Python酷库之旅-第三方库Pandas(020)

# 49、pandas.merge_asof函数
pandas.merge_asof(left, right, on=None, left_on=None, right_on=None, left_index=False, right_index=False, by=None, left_by=None, right_by=None, suffixes=('_x', '_y'), tolerance=None, allow_exact_matches=True, direction='backward')
Perform a merge by key distance.

This is similar to a left-join except that we match on nearest key rather than equal keys. Both DataFrames must be sorted by the key.

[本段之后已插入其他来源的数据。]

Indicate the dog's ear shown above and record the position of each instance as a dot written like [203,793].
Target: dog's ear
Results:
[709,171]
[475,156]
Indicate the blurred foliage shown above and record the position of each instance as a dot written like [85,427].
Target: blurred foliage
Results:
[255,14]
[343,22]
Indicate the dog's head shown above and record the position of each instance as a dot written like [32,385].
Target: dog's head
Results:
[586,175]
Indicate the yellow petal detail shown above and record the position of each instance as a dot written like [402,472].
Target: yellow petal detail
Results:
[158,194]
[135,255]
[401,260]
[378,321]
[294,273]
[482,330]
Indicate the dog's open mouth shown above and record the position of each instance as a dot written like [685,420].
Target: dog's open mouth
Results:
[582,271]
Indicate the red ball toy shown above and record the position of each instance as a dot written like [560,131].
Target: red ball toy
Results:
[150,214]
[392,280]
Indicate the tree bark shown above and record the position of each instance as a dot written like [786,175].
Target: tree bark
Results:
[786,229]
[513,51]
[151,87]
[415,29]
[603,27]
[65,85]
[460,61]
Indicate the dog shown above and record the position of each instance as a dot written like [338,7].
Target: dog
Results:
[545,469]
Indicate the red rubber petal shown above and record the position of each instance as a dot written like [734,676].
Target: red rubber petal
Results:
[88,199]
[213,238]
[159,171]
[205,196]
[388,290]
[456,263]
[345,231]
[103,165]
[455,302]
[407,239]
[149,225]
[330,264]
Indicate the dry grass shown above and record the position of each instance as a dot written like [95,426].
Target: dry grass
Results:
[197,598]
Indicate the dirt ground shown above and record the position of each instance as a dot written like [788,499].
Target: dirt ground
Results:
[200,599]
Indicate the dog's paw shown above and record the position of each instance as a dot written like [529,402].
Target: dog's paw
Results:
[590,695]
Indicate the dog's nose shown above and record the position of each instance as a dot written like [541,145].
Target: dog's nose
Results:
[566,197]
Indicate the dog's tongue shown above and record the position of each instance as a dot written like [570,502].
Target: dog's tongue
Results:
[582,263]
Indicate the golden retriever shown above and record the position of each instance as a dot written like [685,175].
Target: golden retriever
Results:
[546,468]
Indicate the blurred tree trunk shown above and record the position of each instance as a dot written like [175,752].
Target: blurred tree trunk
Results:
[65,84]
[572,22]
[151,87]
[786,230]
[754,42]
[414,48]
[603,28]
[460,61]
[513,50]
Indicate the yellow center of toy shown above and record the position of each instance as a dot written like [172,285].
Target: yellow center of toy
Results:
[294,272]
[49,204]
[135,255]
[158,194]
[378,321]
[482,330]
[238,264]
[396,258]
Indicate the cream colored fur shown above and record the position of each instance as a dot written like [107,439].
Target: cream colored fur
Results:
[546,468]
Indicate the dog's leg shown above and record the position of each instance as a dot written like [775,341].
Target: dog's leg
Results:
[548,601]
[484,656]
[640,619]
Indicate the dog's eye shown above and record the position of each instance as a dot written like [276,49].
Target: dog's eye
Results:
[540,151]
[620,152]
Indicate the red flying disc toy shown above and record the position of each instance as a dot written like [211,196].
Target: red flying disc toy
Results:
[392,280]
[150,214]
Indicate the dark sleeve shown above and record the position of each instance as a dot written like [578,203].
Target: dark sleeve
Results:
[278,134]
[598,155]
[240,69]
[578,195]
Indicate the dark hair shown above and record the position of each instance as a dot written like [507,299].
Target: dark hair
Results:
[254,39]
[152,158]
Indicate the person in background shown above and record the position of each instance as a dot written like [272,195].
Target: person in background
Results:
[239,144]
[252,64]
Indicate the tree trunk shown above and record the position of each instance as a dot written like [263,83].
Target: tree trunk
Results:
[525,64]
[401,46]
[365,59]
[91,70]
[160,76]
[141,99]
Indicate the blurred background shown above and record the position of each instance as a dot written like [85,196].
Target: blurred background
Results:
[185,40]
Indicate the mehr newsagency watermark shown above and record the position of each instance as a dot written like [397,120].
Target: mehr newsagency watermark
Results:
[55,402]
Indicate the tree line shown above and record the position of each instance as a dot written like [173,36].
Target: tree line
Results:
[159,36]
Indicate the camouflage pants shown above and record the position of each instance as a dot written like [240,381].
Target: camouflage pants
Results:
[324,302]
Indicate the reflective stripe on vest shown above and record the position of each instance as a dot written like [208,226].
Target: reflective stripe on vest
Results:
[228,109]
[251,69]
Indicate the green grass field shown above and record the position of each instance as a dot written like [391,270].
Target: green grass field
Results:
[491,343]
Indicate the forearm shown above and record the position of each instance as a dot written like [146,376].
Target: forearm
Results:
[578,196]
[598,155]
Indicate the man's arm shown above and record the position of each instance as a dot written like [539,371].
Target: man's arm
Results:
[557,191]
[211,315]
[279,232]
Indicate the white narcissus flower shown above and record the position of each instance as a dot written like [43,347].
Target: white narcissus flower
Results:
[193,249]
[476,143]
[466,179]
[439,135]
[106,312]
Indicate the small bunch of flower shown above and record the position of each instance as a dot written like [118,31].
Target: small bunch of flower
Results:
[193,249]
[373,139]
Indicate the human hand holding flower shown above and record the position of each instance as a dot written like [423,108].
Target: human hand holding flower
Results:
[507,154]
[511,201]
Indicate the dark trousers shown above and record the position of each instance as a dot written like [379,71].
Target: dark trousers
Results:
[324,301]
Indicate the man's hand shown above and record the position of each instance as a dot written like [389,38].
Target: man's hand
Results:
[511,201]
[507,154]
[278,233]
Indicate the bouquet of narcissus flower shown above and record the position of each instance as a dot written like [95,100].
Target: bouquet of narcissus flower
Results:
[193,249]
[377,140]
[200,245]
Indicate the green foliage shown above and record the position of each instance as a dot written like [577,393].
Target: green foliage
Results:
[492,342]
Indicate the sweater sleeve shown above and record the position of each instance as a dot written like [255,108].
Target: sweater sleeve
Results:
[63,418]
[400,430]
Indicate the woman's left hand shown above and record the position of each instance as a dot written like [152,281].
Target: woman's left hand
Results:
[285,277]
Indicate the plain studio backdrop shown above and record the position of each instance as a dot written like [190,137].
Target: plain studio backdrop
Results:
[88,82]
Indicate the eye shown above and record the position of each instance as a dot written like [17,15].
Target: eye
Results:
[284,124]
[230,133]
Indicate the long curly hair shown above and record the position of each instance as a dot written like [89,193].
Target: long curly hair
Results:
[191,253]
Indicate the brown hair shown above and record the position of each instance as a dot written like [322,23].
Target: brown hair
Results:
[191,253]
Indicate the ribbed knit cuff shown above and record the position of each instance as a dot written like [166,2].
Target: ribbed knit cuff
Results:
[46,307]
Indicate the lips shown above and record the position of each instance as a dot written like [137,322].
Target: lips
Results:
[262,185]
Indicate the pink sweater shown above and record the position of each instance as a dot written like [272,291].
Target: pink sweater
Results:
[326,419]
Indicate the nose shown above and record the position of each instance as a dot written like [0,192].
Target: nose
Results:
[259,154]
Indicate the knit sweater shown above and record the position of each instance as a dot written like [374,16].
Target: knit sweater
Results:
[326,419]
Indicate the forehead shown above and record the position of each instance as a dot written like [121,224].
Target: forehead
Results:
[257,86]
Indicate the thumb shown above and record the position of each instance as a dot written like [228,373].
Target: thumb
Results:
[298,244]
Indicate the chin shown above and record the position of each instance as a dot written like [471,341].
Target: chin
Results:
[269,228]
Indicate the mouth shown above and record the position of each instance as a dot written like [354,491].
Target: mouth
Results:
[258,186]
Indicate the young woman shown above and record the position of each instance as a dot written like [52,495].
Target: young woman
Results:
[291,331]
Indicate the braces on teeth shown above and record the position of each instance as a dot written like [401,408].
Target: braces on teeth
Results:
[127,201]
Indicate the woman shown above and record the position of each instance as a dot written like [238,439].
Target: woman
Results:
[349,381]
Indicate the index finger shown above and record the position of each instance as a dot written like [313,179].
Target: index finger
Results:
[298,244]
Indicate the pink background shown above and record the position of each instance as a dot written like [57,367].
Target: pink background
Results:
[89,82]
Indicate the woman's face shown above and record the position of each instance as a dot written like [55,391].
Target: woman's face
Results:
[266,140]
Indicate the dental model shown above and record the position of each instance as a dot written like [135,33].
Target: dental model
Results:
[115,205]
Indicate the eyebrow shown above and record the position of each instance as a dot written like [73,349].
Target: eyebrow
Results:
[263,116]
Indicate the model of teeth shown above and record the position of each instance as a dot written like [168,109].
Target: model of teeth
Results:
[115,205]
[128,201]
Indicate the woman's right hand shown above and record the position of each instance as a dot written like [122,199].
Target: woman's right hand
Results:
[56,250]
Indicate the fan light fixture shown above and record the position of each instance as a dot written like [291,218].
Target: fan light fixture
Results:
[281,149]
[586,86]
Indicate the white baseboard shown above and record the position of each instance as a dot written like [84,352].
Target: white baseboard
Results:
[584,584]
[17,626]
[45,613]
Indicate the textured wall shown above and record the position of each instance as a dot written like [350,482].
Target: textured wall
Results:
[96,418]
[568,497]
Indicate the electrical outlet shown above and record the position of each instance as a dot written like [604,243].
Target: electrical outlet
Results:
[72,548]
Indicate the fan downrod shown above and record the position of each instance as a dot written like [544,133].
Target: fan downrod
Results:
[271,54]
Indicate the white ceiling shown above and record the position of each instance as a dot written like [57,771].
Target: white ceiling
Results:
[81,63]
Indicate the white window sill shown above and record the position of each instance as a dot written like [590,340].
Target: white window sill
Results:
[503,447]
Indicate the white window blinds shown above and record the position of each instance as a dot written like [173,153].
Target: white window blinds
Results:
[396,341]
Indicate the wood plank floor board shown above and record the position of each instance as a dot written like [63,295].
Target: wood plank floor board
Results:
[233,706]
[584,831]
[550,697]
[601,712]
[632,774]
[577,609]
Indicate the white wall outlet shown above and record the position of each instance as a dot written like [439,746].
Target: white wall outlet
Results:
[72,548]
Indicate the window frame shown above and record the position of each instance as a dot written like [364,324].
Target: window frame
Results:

For each row in the left DataFrame:

A “backward” search selects the last row in the right DataFrame whose ‘on’ key is less than or equal to the left’s key.

A “forward” search selects the first row in the right DataFrame whose ‘on’ key is greater than or equal to the left’s key.

A “nearest” search selects the row in the right DataFrame whose ‘on’ key is closest in absolute distance to the left’s key.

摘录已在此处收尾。